Perchevski sipped coffee. He closed his eyes and allowed the molecules of his homeworld to slide back across his taste buds. "I understand. I don't expect you to hang on to anything if you've got another customer." He opened the ancient stamp album.
"You weren't out to the March of Ulant, were you, Walter?"
"Ulant? No. The other direction. Why?"
"Because of the rumors, I was curious. You know how Luna Command is. They say Ulant has been rearming. The Senators are kicking up a fuss. High Command keeps telling them it's nonsense. But I've had a couple of high-powered corporate executive types in and they say the Services are smoke screening, that there's something going on out there. A lot of heavy ships moving through here lately, too. All of them moving from out The Arm in toward the March."
"It's all news to me, Max. I haven't had the holo on since I got back. I'm so far behind I'll probably never catch up. These Hamburg... The notes all over the page. What are they?"
"Jimmy Eagle did that. Right after I picked up the collection. Lot of them are forgeries. The cancellations. Most of the stamps are good. He marked the reprints. You haven't heard any news at all?"

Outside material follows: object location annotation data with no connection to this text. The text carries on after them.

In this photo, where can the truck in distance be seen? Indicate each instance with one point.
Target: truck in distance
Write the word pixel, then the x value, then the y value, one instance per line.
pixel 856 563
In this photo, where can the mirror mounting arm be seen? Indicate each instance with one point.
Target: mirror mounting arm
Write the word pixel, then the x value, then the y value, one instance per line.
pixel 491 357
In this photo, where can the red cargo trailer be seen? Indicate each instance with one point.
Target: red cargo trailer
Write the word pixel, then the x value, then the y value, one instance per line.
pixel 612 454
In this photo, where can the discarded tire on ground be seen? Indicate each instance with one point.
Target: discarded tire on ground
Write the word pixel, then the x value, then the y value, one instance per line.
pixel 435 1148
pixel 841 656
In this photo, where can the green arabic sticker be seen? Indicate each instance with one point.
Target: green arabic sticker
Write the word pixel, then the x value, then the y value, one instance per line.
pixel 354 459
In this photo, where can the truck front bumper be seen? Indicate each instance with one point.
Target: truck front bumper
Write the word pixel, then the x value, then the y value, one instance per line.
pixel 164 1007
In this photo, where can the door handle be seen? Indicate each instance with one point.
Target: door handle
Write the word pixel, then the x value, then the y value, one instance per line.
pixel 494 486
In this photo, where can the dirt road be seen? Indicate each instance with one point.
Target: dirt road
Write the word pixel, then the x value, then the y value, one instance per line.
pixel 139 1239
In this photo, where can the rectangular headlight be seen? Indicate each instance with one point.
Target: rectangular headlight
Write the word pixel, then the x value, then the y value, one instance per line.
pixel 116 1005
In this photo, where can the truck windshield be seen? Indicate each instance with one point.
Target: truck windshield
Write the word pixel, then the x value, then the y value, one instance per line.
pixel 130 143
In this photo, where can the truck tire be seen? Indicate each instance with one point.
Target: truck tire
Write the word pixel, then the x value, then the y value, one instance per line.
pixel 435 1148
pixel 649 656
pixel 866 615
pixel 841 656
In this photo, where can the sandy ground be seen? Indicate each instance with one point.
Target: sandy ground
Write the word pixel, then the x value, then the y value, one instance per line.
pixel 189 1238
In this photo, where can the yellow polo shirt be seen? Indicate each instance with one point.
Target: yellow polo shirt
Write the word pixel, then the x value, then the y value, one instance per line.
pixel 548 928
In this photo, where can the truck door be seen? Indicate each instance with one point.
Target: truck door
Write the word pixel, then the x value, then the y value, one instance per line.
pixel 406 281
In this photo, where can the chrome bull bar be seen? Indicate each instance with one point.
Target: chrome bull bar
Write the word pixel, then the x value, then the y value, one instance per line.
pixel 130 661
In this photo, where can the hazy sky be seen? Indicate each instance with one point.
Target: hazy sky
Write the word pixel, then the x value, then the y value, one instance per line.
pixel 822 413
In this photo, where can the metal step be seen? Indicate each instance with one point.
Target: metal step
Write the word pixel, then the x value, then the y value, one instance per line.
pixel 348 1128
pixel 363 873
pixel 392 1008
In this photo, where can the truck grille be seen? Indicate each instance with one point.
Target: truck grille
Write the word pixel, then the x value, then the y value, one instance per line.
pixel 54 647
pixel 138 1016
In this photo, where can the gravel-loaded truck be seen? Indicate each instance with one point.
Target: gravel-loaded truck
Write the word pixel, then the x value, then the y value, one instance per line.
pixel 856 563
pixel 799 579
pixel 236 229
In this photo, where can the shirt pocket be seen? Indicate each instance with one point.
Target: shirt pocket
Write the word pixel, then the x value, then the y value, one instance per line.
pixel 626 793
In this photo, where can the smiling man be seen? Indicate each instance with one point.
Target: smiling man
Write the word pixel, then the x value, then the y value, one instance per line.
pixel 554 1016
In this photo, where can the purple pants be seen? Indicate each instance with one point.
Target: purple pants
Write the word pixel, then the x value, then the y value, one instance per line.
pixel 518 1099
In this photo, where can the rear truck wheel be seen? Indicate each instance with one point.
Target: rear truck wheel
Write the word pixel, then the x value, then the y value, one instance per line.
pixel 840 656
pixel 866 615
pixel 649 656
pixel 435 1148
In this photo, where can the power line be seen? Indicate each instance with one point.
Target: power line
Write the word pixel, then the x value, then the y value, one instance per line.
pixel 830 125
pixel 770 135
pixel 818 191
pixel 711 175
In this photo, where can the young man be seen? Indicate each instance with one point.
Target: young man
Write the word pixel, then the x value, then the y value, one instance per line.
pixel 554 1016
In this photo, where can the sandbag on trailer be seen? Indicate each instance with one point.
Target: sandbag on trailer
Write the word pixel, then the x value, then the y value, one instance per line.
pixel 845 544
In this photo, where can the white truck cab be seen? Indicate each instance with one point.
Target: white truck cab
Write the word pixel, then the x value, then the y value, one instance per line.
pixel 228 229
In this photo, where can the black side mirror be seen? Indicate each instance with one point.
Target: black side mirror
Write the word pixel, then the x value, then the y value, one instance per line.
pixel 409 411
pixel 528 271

"Max, by the time I got back from Illwind I was so sick I couldn't see. I didn't care. I don't know why we've got an embassy on that hole, anyway. Or why they sent me there. The only natives I ever saw were two burglars we caught trying to blow up the Ambassador's safe. They need a military assistance mission like Old Earth needs another Joshua Ja. Their methods of killing each other are adequate already."
"Then you haven't even heard that Ja is done for?"
"Hey? What happened? This I got to hear about."
Joshua Ja was one of Old Earth's more noxious public figures. The holonet newscasters had dubbed him the Clown Prince of Senegal. The nets followed his threats and posturing faithfully, using him as humorous leavening for their otherwise grim newscasts.
The self-proclaimed Emperor of Equatorial Africa was no joke to his subjects and neighbors. His scatterbrained projects and edicts invariably cost lives.
"He invaded the Mauritanian Hegemony while you were gone."
Perchevski laughed. "Sounds like one gang of inmates trying to break into another's asylum."
Old Earth was a nonvoting member of Confederation. Both Confederation itself and the World Government refrained from interfering in local affairs. World Government held off because it had no power. Confederation did so because the costs of straightening out the home-world were considered prohibitive.
Earth was one of the few Confederation worlds supporting multiple national states. And the only one boasting an incredible one hundred twenty-nine.
World Government's writ ran only in those countries deigning to go along with its decrees.
Centuries earlier there had been but two states on Earth, World Commonweal and United Asia. United Asia had remained impotent throughout its brief, turbulent history. World Commonweal might have created a planetary state, but had collapsed at Fail Point, so called because at that point in time agro-industrial protein production capacity had fallen below the population's absolute minimum survival demand.